Some Precautionary Notes
So, once you venture out past that first thermal on an exploratory trip, you may still be low. And just because you are keen to get away, is no reason not to be very awake to the real chance of having to land out only a very short distance from home.
Once I was caught out low and too far out to get back from an airfield in NSW I had only left a few minutes ago. I could see it, but I wasn’t going to get back to it. I had to make a very rapid transition from the cross-country mode of “this will be a pleasant cruise” to a very serious “Where is a safe place to land going to be among all these rocks the size of houses?” Fortunately a thermal saved me the embarrassment of potentially wrecking a very good day, the glider and myself. For starters, I shouldn’t have flown over an area that did not have a landing site available to me.
If all you do on your first foray away from the airfield, it is a good idea to look at the various paddocks under you to assess their size – based only on size could I land there or not? You will not be able to make an accurate landing site assessment much above 1,500’ anyway. Once you are above say 3,000’ you can relax a bit if the thermals are aplenty and you are on the way to better heights. All this is pretty comfortable and more so if the airfield is within “final glide” home. Make sure you look back to check that assumption though! Then go back to the thermal and keep going.
So if you are on the way up to cloud base, things should stay pretty comfortable and if all is really bright, you can fly under a street or line of clouds given of course that they line up with your route. First time out it may be best to go with the cloud streets. The darkest patch under any cloud is generally the part with the most cloud above it and hence the greatest lift going into it. And of course, the spaces between clouds is where the sink is.
Keep looking at the clouds around you. They can grow very quickly and die just as fast. Aim for the ones that seem to be growing – these may be the days without any formed streets. Watch out for groups of Cumulus clouds that are starting to tower. Generally one of a bunch will start to grow and then start to suck its neighbours into it. Stay away from any rain, it will degrade your glide ratio by as much as half – so from 38:1 to 20:1 and less. The rain goes down and so does the air around it!
Rain clouds can develop in a matter of a few minutes, and in the worst cases, become Cumulo Nimbus, rising to 30 – 40,000’. You must give these clouds the widest of possible berths – 20KM is appropriate. They have been known to destroy airliners: their up- and down-drafts are fierce and violent.
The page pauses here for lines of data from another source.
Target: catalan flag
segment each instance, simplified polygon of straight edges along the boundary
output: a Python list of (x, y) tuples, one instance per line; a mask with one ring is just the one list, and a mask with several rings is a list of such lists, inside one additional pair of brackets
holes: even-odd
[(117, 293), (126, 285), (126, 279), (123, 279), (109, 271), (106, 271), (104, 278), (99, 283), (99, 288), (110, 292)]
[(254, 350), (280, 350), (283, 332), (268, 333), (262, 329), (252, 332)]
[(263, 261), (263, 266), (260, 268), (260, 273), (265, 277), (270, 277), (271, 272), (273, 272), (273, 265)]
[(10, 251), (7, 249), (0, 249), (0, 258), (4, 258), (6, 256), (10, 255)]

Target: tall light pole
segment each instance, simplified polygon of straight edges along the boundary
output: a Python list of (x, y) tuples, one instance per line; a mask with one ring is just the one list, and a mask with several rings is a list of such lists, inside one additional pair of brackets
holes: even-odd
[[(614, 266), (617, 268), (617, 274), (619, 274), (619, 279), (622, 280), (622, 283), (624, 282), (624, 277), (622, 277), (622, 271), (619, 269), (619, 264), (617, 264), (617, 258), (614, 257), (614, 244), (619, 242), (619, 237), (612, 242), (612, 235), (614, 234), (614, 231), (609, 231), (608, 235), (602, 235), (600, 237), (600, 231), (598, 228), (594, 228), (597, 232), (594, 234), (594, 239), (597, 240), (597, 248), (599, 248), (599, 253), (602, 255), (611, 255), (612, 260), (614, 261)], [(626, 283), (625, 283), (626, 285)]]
A glider will have no chance.
Even though there are many navigation and gliding aids, never lose sight of where you are in relation to the ground and your direction back to the airfield should always be instinctive. Never let the technology do everything, it can and does fail. One day your super smart phone will turn itself off or refuse to play.
The other awareness is of yourself. If the game changes and you are low with no thermals present and having to land, you will be under some real stress. If you appreciate the circumstances have changed, that is a good start. Take a good drink of water – that will hydrate you and also give you a short mental spell. Take some deep breaths and go through a quick relax of your arms and legs. This will take all of 5 – 10 seconds then you can go back to flying safely and thinking clearly.